Remix.run Logo
giantg2 2 days ago

I fail to understand what value your initial comment holds. The grandparents of that comment was talking about financial feasibility of the program in the context of a proposed waiver. This necessarily implies that on-topic responses to that should be weighing financial feasibility of the program with and without the waiver. Your most recent comment seems to just be clarifying that your initial comment is just the same generalized explanation for the current expansion - expanding the benefit to the currently working higher earning parents where the return is unclear and logically dubious, thus providing some much lower percentage of X while X is much larger. The only way to claim what your comment is trying to is to also display some evidence that this current expansion will provide economic activity benefit beyond the previous program that had 4x poverty level means testing. Otherwise, it's simply "some much lower percentage of X while X is also much larger" vs the same thing with X being even larger.
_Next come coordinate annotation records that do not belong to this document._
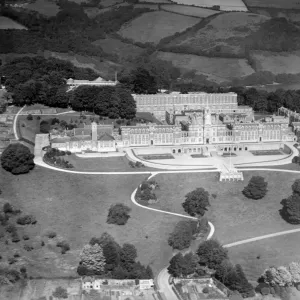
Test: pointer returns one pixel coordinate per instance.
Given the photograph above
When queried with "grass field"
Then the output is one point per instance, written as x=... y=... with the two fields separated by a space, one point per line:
x=75 y=206
x=235 y=217
x=283 y=62
x=286 y=4
x=44 y=7
x=276 y=251
x=228 y=5
x=189 y=10
x=227 y=31
x=122 y=50
x=153 y=26
x=222 y=68
x=6 y=23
ch4s3 2 days ago | parent [-]

The idea of extending the program to pay people who aren't using the benefit directly sounds nice in theory but would cost way more and incentivizes people to not work. This necessarily makes the broader version of the program even more expensive than it appears at first. A working parent using a daycare voucher necessarily pays taxes back into the system and so does the day care. This offsets the cost a little. Giving essentially cash payments to people who stay at home has no such offset. So it is much more expensive and disincentivizes people working which might slightly offset the cost.

> Would make sense IMO to provide an equal value waiver to those who take care of their kid rather than send them to childcare

There is no way this is affordable to New Mexico. They're estimating the cost at $600 million a year, of about 6% of their total budget next year.
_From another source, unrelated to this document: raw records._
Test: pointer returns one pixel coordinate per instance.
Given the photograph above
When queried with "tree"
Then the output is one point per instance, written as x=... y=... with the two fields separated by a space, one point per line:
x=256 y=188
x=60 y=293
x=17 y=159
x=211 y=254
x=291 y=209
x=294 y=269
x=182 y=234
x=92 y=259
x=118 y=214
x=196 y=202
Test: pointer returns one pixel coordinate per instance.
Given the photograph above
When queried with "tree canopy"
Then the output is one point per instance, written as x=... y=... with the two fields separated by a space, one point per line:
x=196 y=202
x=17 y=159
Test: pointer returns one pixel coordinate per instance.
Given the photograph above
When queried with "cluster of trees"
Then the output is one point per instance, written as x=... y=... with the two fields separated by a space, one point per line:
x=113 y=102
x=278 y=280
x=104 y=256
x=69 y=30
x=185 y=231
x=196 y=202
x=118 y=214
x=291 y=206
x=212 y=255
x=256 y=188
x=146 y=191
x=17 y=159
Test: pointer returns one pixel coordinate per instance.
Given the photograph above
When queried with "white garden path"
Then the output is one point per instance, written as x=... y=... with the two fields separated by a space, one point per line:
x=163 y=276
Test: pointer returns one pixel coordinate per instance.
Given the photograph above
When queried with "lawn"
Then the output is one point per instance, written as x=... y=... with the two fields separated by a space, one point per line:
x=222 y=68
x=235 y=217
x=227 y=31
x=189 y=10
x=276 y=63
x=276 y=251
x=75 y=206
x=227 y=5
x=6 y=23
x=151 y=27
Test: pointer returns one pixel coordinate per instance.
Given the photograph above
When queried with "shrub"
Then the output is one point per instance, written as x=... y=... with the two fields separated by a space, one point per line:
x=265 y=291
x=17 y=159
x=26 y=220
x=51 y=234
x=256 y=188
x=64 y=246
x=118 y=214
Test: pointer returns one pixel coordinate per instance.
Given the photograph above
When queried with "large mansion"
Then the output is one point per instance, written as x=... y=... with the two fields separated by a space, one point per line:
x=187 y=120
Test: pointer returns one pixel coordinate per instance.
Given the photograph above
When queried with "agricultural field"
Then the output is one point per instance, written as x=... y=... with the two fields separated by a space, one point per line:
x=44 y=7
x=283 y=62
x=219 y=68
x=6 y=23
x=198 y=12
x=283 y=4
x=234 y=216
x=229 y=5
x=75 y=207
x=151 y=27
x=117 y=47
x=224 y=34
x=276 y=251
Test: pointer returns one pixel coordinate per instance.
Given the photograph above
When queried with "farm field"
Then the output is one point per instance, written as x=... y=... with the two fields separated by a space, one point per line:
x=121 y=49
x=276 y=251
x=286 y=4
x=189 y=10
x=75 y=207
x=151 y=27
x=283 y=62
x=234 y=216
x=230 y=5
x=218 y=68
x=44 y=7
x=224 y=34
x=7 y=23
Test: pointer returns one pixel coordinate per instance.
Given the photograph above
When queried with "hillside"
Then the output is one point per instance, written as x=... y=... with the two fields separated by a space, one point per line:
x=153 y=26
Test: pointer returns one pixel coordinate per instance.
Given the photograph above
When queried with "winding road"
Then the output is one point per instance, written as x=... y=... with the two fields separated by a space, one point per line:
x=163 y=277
giantg2 2 days ago | parent [-]

"A working parent using a daycare voucher necessarily pays taxes back into the system and so does the day care."
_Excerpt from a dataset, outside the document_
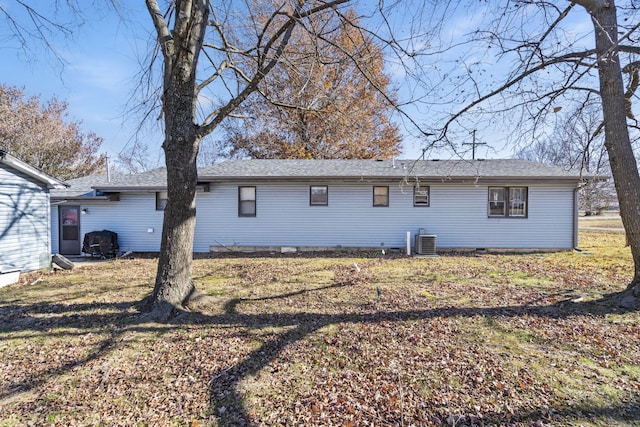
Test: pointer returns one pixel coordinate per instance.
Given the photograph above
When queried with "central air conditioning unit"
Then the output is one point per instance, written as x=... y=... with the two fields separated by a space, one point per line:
x=426 y=245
This assumes the value of the parent working is greater than the value generated by the alternative consumer spending.

"and incentivizes people to not work"

This would only incentivize low income individuals to not work, which could actually be beneficial as it could drive a living wage increase in that labor segment if employers had to compete against the benefit.

mothballed 2 days ago | parent [-]

>This assumes the value of the parent working is greater than the value generated by the alternative consumer spending.

I don't think the benefit is even contingent on the parent working, and it definitely isn't contingent on the value of their current and discounted future earnings appreciation being greater than the cost of sending the kids to daycare. From what I can tell you can put the kid in daycare then lay on a beach if there is anything of that sort in the New Mexican desert.

I'm open to the argument that by certain measures "free" childcare leads to increased economic output, but they've certainly not crafted the program in a way I would expect someone with that aim to do it.